MiCA Reopen in 2027: EU to Regulate Non‑EU Stablecoin Issuers

The European Commission is preparing to reopen MiCA, with revisions expected around 2027, targeting a regulatory gap for non‑EU stablecoin issuers serving Europe. EU diplomats say the current MiCA framework does not clearly supervise non‑EU companies issuing stablecoins while operating in the bloc. The push comes amid US developments, including the GENIUS Act establishing a federal framework for dollar‑backed stablecoins. With dollar‑pegged stablecoins dominating the market, EU regulators worry about additional US‑dollar tokens entering Europe. Data cited in the report shows stablecoin supply has risen by more than 50% since 2025 to about $317 billion by April. Separately, the ECB is calling for tougher rules, arguing that dollar stablecoins could drain bank deposits and weaken euro monetary sovereignty. The ECB also outlined a DLT payments strategy using central bank money for tokenized settlement.
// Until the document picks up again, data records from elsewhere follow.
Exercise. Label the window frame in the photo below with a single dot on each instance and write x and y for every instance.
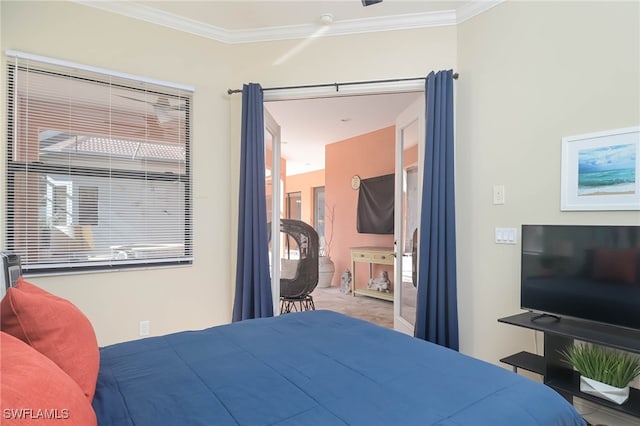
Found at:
(14, 168)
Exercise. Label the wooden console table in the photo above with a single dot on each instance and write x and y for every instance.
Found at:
(370, 255)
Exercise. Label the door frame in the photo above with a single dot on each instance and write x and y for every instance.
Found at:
(373, 88)
(414, 113)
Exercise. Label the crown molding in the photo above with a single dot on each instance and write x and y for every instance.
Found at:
(475, 8)
(345, 27)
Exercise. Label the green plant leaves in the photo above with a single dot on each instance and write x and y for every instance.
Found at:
(607, 366)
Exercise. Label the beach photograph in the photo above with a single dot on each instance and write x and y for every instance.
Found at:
(608, 170)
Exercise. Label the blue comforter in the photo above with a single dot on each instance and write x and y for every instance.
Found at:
(312, 368)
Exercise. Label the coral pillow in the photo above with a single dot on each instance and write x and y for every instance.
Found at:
(54, 327)
(35, 391)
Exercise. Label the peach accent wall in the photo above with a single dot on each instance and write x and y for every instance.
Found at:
(367, 155)
(304, 183)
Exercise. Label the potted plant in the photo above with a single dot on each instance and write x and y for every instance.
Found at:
(603, 372)
(326, 267)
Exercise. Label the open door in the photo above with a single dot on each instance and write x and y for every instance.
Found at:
(410, 131)
(274, 191)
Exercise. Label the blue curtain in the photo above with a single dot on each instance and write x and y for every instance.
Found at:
(437, 307)
(253, 282)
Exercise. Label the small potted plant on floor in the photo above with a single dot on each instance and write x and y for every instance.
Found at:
(603, 372)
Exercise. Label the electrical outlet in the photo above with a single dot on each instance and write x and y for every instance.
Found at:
(506, 236)
(144, 328)
(498, 194)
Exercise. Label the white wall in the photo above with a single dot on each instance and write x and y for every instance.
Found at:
(530, 73)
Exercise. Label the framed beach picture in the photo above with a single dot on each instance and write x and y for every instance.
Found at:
(601, 171)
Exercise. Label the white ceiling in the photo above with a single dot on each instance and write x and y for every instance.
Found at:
(307, 125)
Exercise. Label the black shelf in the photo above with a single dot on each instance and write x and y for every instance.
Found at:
(527, 361)
(600, 334)
(559, 334)
(571, 385)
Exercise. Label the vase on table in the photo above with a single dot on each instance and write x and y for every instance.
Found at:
(603, 390)
(326, 269)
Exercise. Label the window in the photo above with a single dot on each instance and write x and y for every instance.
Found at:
(98, 168)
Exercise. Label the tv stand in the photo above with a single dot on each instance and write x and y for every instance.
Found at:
(540, 316)
(558, 335)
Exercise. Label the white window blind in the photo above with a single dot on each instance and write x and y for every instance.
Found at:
(98, 171)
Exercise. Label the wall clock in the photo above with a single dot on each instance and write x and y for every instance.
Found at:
(355, 182)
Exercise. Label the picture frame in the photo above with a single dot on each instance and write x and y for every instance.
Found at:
(601, 171)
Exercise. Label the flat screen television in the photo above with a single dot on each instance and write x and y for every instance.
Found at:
(583, 272)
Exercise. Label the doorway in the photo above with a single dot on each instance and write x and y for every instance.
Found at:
(352, 116)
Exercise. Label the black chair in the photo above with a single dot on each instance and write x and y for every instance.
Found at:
(295, 291)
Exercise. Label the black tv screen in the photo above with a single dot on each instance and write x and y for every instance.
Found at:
(583, 272)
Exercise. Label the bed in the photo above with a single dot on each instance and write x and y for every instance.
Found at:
(308, 368)
(312, 368)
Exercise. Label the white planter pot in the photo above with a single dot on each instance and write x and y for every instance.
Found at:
(602, 390)
(326, 269)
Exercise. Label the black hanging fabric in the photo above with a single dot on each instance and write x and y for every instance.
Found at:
(376, 205)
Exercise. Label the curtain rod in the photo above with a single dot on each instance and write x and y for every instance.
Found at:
(337, 85)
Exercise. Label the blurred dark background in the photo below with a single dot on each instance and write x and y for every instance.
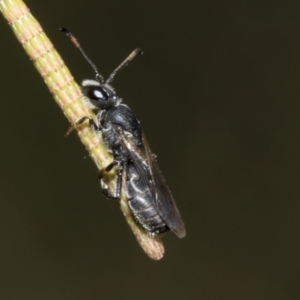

Next steps: the Commission is consulting stakeholders until September 30, then deciding whether to formally reopen MiCA. Traders should watch for further compliance-driven delistings or listing shifts, especially impacting USDT liquidity and issuer concentration. MiCA’s next update could reshape market structure and stablecoin risk across EU venues.
Bearish
This news is primarily a policy and market-structure change for stablecoins in the EU under a reopened MiCA framework. While it is not a direct statement about USDT price, it raises the probability of further compliance-driven venue changes. Since at least one major platform has already delisted USDT in response to MiCA-related concerns, a new MiCA review process increases the odds of additional listing constraints, issuer scrutiny, or liquidity migration away from certain venues. Short term: traders may see higher volatility around headlines and expectations for exchange-level actions, with liquidity risk for USDT on affected platforms. Long term: if MiCA expansion clearly increases supervision of non‑EU issuers, USDT could face more regulatory friction relative to authorized issuers, potentially sustaining a relative underperformance versus compliant alternatives on EU exchanges. Overall, the most plausible near-to-medium impact on the mentioned coin (USDT) is negative via liquidity and venue access rather than fundamentals of the peg itself.